SAN FRANCISCO (05/12/2000) - Sony Computer Entertainment Inc. is considering spinning off the Internet arm of its video-game company, PlayStation.com, in the U.S., Japan and Europe as early as next year, Sony Computer Entertainment CEO Ken Kutaragi told The Standard on Thursday. The motive behind such an undertaking - be it an initial public offering or a tracking stock - remains unclear even to the executives involved, Kutaragi warns.
"PlayStation.com Japan will be a public company," Kutaragi says.
"PlayStation.com U.S. and Europe are expected to be public." The revelation comes on the heels of Sony's official U.S. unveiling of the PlayStation2, its next-generation video-game console, at the Electronic Entertainment Expo on Wednesday in Los Angeles. PlayStation2 is Sony's most ambitious gambit to create an all-in-one entertainment set-top box. It is widely recognized as the company's "Trojan horse" device, which initially will enter consumer's homes as a pure gaming box but eventually will evolve to include the ability to download music, movies and other forms of digital entertainment.
"We will be taking a leadership role in the broadband revolution," says Kazuo Hirai, president of Sony Computer Entertainment. The PlayStation2 will debut in North America and Europe on Oct. 26 and will cost $299 - the same initial price as the unit it replaces. Although it will not be bundled with a modem or a hard drive, as industry watchers speculated, it will be built with an expansion bay to accommodate storage and connectivity features.
The possibility of spin-offs among Sony's myriad divisions has been the topic of much speculation. In the mid-1990s, Sony flirted with the idea of a potential spin-off of its pictures division, to no avail, despite going as far as retaining the services of investment firms Credit Suisse First Boston and the
Most recently, Sony insiders say the dot-com divisions of Sony's entertainment assets - including pictures, music and online entertainment - have been the focus IPO speculation. Perhaps as a result, Sony created its Sony Broadband Entertainment unit, which in recent months has attempted to bring together the digital assets of the parent company's entertainment companies.
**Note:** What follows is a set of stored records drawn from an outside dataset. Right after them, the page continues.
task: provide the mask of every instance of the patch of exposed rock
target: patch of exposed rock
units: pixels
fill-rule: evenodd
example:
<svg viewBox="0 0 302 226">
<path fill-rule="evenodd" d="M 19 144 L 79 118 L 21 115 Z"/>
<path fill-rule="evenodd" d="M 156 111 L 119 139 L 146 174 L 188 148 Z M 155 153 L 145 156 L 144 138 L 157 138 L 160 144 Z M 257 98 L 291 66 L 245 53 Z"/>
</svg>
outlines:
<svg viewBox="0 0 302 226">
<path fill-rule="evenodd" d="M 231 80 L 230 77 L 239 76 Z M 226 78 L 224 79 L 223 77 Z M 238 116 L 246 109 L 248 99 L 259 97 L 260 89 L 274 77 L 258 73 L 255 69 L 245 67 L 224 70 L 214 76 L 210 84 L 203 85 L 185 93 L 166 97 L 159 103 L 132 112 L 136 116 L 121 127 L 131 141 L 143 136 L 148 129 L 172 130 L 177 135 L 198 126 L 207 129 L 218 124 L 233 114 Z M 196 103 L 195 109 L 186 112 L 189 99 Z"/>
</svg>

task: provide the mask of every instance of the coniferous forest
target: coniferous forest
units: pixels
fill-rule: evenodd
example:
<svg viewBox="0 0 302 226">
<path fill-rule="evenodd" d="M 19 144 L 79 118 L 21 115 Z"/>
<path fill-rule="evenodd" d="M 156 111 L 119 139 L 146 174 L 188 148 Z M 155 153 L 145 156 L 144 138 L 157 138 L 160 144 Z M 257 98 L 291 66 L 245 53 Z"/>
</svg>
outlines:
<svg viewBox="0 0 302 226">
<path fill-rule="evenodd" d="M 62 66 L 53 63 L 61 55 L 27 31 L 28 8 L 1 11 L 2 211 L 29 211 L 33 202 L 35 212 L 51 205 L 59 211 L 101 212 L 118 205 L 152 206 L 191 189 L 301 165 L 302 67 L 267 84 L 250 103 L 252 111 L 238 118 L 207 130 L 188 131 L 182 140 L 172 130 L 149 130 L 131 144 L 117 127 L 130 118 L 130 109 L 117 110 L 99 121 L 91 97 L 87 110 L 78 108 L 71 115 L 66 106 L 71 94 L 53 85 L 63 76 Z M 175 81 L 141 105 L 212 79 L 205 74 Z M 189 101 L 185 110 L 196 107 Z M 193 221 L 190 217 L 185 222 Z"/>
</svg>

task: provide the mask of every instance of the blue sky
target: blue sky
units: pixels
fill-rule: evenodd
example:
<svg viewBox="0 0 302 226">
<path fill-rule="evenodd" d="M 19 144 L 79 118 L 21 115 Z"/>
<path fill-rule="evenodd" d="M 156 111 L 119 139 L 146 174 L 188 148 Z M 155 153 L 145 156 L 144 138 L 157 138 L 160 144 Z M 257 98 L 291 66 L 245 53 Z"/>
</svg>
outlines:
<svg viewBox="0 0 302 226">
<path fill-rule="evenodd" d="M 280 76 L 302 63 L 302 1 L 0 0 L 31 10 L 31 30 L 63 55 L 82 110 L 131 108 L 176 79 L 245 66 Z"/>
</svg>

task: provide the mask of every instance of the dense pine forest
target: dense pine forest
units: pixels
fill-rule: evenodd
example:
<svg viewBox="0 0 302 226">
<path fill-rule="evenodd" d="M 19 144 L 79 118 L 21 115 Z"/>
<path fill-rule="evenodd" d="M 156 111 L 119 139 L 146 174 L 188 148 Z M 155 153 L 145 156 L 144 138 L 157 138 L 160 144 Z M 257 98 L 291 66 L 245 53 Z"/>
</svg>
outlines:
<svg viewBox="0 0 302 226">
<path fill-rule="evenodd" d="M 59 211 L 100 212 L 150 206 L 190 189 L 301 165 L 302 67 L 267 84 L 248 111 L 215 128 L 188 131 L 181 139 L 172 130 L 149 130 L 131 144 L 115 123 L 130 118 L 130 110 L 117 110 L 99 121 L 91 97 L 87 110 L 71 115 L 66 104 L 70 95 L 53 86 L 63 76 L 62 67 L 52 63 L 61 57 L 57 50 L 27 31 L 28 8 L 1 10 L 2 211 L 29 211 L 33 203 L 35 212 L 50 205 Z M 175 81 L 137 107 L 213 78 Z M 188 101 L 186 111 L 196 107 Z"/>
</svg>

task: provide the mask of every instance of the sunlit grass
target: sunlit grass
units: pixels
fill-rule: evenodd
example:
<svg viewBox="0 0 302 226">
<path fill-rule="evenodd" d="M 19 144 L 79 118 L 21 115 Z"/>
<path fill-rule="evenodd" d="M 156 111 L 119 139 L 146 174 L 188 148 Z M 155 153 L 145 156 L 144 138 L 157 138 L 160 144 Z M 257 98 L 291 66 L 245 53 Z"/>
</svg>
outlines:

Such a move would make it easier to break out these divisions for a pubic offering.
That scenario, however, remains just one of many possibilities. "Sony has a half-dozen services-based systems that could be spun off or open for select external investment," says Richard Doherty, an analyst at the Envisioneering Group, which tracks the high-tech industry. "Our understanding is there are many, many financial entities that would like to have even a minority stake in what would essentially be a wholly owned Sony subsidiary." Kutaragi's most recent admission that Sony is thinking about tapping the public markets might shape up to be the company's most serious attempts to date to adopt the business practices of dot-com ventures.
The internal discussions "reflect Sony Computer Entertainment's recognition of the importance of the Internet," says Andrew House, senior VP of marketing at Sony Computer Entertainment America. "It should be viewed as much more of a cooperative venture leading toward how we can work on our plans for broadband, rather than purely as a public spin-off as an end to itself." Sony Computer Entertainment executives cautioned, however, that these discussions are still nascent, and they point out that Sony Computer Entertainment America and Europe have not yet launched a counterpart to PlayStation.com in Japan. "We're looking at our options," House says.